Chinese stocks are looking tempting following some declines in the past two weeks, but traders could get an even lower buying opportunity in the weeks ahead.

That's according to a Barron's article today

More Pressure: The cancelled Ant Group IPO and a rotation in the stock market have pushed down Chinese stocks in the past two weeks, with Alibaba Group Holding Ltd (NYSE: BABA) down 11% and JD.com Inc (NASDAQ: JD) down 6%, Barron's said. New regulations in Beijing that put the brakes on the Ant IPO have spooked investors who wonder what other Chinese internet companies might be affected.
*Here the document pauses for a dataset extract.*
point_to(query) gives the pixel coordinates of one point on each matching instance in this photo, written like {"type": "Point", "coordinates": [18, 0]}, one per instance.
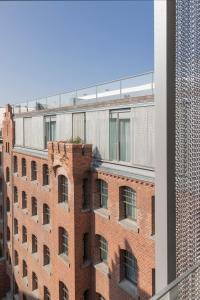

More pressure also could come from a possible final round of measures against China from the outgoing administration of U.S. President Donald Trump. 

On Nov. 12, Trump signed an executive order adding more Chinese companies to a list of firms the White House believes have ties to the Chinese military. The order bars Americans from investing in companies on the list.

Political commentators speculate that Trump is trying to tie the hands of U.S. President-elect Joe Biden, by putting into place last-minute measures that the incoming administration will find hard to walk back.

There also has been more talk in Washington — including at the U.S. Securities and Exchange Commission — of delisting Chinese firms from U.S. exchanges.

Yesterday, Financial Times reported that investors are taking a second look at their holdings of internet companies based in mainland China.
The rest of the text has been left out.